Place a heavy-bottomed 12-ounce glass in the freezer for at least twenty minutes before assembling the drink.
Ingredients
- whole milk1/4 cup
- plain seltzer water3/4 cup
- Fox's U-Bet Chocolate Syrup3 tbsp
Method
- 01
Pour the chilled milk into a frosted twelve-ounce pilsner or soda fountain glass.
Whole milk is non-negotiable; you need its fat content to structurally support the impending foam.
- 02
Violently pour the seltzer directly into the milk to build a thick, pure white foam head.
Hold the bottle or siphon a few inches above the rim and aggressively let the carbonation crash into the dairy until the glass is nearly full.
- 03
Gently pour the chocolate syrup through the dead center of the foam.
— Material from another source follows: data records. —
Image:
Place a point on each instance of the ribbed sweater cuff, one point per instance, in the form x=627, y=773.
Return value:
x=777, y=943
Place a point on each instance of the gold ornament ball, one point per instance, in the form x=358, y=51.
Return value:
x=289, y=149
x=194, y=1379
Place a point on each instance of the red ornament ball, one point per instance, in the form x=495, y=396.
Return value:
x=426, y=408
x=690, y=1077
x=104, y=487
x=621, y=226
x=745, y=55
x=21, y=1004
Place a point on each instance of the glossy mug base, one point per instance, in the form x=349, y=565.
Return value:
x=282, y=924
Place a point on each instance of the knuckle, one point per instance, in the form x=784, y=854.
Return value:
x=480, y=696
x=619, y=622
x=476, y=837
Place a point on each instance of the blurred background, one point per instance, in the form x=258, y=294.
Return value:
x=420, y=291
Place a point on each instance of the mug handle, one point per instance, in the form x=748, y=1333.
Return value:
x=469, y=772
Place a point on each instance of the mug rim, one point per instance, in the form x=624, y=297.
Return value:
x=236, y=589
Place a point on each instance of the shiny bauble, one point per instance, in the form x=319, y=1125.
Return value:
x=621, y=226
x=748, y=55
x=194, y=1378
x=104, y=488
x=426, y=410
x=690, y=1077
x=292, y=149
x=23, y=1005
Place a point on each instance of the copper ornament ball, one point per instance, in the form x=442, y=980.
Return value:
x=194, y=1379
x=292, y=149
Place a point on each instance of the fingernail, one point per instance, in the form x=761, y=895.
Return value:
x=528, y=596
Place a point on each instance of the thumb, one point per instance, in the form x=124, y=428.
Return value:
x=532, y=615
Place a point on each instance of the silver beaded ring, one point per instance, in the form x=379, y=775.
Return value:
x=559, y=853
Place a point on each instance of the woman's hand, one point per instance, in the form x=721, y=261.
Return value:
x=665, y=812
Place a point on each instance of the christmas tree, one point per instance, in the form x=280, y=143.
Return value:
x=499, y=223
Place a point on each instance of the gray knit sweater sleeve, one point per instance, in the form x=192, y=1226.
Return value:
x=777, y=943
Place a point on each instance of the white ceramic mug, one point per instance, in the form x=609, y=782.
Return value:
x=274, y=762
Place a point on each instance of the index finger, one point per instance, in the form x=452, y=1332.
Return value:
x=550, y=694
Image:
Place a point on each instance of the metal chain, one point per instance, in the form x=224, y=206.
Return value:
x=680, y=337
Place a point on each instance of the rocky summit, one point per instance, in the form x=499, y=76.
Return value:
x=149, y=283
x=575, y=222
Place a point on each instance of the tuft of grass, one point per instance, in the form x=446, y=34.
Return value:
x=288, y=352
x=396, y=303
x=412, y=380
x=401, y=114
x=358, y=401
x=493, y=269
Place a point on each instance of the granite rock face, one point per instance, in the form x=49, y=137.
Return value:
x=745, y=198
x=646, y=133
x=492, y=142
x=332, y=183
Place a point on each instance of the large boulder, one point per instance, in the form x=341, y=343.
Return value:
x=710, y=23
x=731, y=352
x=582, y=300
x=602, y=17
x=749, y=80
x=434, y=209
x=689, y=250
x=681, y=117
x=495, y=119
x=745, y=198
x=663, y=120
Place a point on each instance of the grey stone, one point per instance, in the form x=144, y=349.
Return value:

The dense syrup will sink straight to the bottom, leaving your pristine white head completely unblemished.
- 04
Insert a long spoon to the base of the glass and rapidly agitate only the bottom two inches.
Use a quick back-and-forth rocking motion to mix the syrup into the milk layer; stirring too high will muddy the white foam brown.
- 05
Serve and consume immediately without a straw.
Tip the glass so the dark chocolate base passes through the effervescent white foam, mixing perfectly on the palate with every sip.
Notes
Never attempt to pre-batch an egg cream for a crowd.
The magic relies entirely on volatile carbon dioxide trapped in milk proteins, so you must pour and serve them to order.